Hashed lookups for tabular data

Mon Jan 19 12:17:57 EST 2015

On Tue, Jan 20, 2015 at 4:09 AM, Joseph L. Casale
<jcasale at activenetwerx.com> wrote:
>> row = (foo, bar, quux) # there could be duplicate quuxes but not foos or bars
>> foo_dict = {}
>> bar_dict = {}
>> quux_dict = collections.defaultdict(set)
>>
>> foo_dict[row[0]] = row
>> bar_dict[row[1]] = row
>> quux_dict[row[2]].add(row)
>
> This is actually far simpler than I had started imagining, however the row data
> is duplicated. I am hacking away at an attempt with references to one copy of
> the row.

As long as you start with an actual tuple that you then assign in that
way, they will all be references to one copy of the row.
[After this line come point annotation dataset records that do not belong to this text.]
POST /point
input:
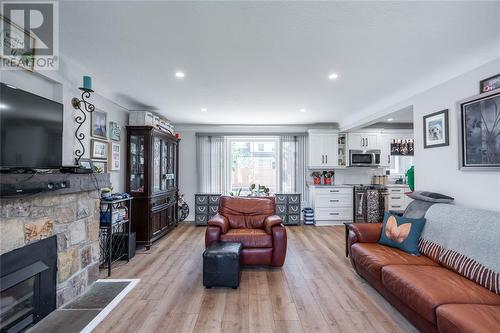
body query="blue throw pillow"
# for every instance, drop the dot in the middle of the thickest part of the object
(402, 233)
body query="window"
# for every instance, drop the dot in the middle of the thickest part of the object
(253, 161)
Here's a
concrete example:

$ python3
Python 3.5.0a0 (default:1c51f1650c42+, Dec 29 2014, 02:29:06)
[GCC 4.7.2] on linux
Type "help", "copyright", "credits" or "license" for more information.
>>> row = ("abc","def","ghi")
>>> foo_dict = {}
>>> bar_dict = {}
>>> import collections
>>> quux_dict = collections.defaultdict(set)
>>> foo_dict[row[0]] = row
>>> bar_dict[row[1]] = row
>>> quux_dict[row[2]].add(row)
>>> id(foo_dict["abc"])
140127396717840
>>> id(bar_dict["def"])
140127396717840
>>> id(next(iter(quux_dict["ghi"])))
140127396717840

The IDs of the objects prove that they're actually all the same
object. The memory requirement for this is just what the dictionaries
themselves require; their keys and values are all shared with other
usage.

ChrisA